Non-Attachment: Hard Work, but Worthwhile

Non-attachment seems to be against everything we’ve learned: ambition, competition, beating out the slower contenders, winning, success, and “we’re #1!”

The eclipse on the 14th was so important to me, but I was in a place with cloud cover. Instead, I made this collage, which helps me imagine it.

The eclipse on the 14th was so important to me, but I was in a place with cloud cover. Instead, I made this collage, which helps me imagine it.

Non-attachment sounds lazy, uncaring, and weird. It’s anything but. Non-attachment does not mean you don’t care, won’t try, or give up. Non-attachment means you care deeply, do your best, and then don’t expect the world to throw money (or fame) at you.  A few examples will help with clarity:

You are in line for a new job. You are asked to take some good-fit behavioral tests. Attachment to outcome move: Instead of answering honestly, you suss out what the company is looking for and answer that way. Outcome: you get the job and are miserable, because the job fit is awful and you have to keep re-programming your authentic self.

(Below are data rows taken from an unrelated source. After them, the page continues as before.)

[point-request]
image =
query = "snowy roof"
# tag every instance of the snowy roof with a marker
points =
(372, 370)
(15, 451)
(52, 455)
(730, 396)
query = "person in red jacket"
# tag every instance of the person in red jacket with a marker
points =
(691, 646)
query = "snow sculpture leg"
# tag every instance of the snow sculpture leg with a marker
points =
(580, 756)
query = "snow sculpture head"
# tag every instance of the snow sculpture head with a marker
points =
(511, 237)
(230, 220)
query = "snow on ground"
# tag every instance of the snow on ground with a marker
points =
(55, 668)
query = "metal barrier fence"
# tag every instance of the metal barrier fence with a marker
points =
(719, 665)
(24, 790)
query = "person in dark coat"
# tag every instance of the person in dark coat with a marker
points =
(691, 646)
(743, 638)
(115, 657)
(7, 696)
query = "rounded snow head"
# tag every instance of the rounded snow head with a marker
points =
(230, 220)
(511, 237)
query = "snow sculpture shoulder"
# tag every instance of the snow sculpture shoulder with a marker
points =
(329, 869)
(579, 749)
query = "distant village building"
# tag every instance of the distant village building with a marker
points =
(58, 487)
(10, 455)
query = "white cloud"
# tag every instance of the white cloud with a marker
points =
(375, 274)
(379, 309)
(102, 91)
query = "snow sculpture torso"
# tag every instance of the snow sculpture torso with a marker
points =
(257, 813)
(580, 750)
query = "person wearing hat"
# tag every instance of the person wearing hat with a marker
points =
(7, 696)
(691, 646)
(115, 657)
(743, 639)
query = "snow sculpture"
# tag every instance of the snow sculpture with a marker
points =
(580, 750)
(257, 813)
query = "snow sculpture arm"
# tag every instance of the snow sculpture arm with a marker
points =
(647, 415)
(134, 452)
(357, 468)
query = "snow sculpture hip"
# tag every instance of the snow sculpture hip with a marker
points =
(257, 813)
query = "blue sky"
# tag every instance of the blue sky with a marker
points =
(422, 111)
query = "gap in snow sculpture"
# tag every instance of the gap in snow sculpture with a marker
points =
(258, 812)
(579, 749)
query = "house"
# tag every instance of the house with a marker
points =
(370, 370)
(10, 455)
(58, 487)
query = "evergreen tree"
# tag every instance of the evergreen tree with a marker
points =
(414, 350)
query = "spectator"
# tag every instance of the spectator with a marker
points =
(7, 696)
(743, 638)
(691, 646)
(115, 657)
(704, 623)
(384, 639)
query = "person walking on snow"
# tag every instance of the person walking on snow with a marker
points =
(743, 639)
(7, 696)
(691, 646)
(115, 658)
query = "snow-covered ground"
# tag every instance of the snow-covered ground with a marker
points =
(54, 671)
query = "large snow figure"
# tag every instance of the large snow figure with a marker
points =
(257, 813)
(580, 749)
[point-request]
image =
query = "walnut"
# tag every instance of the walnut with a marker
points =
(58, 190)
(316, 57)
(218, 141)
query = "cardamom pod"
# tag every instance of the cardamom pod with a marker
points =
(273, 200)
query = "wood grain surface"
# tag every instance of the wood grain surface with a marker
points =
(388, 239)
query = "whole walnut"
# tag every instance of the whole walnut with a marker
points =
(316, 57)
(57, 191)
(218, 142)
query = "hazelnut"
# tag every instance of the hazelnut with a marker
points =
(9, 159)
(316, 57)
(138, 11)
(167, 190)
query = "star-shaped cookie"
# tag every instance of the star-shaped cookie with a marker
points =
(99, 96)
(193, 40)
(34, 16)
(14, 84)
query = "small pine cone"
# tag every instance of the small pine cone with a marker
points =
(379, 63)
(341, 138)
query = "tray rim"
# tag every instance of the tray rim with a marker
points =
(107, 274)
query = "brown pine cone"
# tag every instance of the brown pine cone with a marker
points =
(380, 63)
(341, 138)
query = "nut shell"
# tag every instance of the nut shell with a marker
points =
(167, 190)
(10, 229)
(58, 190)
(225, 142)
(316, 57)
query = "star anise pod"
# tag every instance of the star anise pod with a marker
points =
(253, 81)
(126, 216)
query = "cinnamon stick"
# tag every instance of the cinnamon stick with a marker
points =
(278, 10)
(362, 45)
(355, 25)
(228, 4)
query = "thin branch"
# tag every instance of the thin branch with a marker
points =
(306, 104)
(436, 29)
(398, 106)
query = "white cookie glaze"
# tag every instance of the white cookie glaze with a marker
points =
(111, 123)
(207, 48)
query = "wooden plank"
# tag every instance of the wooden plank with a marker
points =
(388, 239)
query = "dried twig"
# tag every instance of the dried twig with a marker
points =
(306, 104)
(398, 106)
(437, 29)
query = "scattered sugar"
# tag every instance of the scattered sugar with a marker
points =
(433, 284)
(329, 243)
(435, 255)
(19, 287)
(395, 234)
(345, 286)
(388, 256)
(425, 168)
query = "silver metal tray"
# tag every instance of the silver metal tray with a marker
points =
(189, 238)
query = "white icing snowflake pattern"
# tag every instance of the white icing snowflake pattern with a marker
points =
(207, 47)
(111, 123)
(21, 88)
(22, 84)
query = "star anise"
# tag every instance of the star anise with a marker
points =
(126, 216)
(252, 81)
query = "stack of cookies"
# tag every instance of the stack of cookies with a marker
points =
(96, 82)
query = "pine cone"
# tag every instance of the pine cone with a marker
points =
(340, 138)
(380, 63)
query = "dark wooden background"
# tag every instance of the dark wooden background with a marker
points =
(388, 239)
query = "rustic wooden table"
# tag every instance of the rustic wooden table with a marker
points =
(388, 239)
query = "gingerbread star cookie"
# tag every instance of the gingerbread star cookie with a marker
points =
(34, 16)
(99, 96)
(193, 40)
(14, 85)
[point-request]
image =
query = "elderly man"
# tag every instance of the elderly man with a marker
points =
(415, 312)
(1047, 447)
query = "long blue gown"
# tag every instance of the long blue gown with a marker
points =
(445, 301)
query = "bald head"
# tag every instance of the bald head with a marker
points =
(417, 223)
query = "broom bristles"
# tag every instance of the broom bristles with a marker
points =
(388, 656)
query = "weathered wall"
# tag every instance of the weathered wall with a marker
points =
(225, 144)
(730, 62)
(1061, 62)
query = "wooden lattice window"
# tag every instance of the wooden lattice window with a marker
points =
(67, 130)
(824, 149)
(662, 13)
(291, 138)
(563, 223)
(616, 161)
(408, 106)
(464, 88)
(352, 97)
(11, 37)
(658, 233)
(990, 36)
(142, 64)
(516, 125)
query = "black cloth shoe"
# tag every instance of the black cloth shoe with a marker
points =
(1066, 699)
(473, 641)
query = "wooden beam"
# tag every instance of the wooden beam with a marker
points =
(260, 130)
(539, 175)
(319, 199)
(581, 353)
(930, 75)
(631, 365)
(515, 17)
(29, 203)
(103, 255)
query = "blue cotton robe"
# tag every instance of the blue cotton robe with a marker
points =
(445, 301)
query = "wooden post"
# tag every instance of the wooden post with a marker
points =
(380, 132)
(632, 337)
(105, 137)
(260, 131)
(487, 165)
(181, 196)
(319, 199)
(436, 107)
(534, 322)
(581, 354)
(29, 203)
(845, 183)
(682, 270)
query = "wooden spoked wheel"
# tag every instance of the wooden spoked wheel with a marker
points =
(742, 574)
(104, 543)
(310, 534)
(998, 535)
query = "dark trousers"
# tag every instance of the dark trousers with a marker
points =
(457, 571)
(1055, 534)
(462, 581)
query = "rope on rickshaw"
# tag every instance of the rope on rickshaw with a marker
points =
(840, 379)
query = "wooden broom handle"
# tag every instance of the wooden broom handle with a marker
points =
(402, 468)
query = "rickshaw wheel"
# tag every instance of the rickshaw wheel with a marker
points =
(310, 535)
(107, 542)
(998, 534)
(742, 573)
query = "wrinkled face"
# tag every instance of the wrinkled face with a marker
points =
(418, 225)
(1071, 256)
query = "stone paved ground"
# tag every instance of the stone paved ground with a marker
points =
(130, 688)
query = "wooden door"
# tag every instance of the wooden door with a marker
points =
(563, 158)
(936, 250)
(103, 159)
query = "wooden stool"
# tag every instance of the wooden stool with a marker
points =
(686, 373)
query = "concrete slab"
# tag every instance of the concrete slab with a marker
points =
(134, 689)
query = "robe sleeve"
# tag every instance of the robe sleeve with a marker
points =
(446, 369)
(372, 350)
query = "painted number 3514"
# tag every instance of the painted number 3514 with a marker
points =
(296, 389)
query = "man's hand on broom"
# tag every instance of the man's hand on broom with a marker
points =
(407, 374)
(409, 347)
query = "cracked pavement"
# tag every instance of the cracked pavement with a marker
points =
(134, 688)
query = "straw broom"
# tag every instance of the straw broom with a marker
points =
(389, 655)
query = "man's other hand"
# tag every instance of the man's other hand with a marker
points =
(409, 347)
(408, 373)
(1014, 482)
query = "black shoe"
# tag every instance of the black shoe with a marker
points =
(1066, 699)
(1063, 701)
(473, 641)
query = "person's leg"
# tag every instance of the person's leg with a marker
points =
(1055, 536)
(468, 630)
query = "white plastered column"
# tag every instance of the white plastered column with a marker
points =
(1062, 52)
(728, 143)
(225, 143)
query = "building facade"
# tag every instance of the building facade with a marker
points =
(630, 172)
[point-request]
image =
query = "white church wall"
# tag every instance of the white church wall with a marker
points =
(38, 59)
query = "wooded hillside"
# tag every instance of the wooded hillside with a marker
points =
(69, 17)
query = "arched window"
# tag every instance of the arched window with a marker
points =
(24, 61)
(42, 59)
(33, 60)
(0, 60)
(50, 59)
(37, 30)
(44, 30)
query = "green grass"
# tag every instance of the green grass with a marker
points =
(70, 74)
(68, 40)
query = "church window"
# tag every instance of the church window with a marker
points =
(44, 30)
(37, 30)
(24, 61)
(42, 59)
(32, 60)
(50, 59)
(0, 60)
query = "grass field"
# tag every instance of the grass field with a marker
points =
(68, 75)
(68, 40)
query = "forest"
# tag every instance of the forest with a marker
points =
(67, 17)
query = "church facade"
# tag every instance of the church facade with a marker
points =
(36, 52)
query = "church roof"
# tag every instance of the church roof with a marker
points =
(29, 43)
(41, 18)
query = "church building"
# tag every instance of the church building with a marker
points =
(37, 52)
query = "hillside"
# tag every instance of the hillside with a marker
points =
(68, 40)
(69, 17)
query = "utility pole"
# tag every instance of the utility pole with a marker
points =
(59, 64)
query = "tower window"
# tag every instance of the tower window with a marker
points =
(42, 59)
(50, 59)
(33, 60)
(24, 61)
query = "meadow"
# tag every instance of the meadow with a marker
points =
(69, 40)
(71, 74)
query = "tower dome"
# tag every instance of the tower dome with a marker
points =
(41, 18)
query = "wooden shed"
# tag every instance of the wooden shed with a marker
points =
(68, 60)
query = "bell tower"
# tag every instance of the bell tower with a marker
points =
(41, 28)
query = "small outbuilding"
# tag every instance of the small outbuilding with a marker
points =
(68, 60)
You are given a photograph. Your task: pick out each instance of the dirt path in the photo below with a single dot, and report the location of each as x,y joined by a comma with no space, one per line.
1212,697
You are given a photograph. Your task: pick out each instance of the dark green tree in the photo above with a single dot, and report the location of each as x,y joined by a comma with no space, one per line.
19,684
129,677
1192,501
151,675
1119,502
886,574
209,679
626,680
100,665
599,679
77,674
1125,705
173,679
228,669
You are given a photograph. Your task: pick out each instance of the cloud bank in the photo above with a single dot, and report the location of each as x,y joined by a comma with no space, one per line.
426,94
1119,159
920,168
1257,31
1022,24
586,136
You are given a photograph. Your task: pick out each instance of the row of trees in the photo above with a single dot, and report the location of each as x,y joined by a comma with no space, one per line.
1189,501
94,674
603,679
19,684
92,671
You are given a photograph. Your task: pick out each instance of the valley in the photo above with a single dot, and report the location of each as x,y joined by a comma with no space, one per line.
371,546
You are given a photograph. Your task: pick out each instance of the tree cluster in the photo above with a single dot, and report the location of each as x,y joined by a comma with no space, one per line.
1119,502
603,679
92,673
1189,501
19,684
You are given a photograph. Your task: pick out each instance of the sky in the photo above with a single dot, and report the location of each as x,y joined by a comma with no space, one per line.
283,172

Non-attachment to outcome move: You answer honestly. If you get the job, you can behave authentically and be appreciated for your skills. If you don’t get the job, you can be glad that you didn’t waste time trying to force yourself into a bad fit.

You want your creative work accepted into an upcoming gallery show.  Attachment to outcome move: You interview the gallery curator to discover what the show is about. Not exactly your favorite topic or medium, but you are an artist and can do anything.  Outcome: You work very hard and very long to get that theme into a piece of work. You are not chosen. You begin to doubt yourself as an artist. You also start to make snarky comments about the gallery owner.

Non-attachment to outcome move: You interview the gallery curator to discover what the show is about. Not exactly your favorite topic or medium. You thank the curator and ask to be kept on their list for future shows. You have free time to pursue your own creative work and have a piece ready for another show at another time.

Someone you know on Facebook posts her latest (in a long series) humble-brag. You call her on that s**t, because you know the truth behind that story. And you tell her what she should have done to earn real praise. Outcome: you look like you are trying to control the universe (again). Worse, your FB friend feels embarrassed, takes your advice next time and it ends in disaster. She blames you.

Non-attachment to outcome move: You take a deep breath, roll your eyes, and congratulate her.

Non-attachment frees you from the responsibility, outcome and control over work that is not yours to do. It allow you to do your best work without blaming yourself if you don’t win the prize. It allows you more emotional room and freedom.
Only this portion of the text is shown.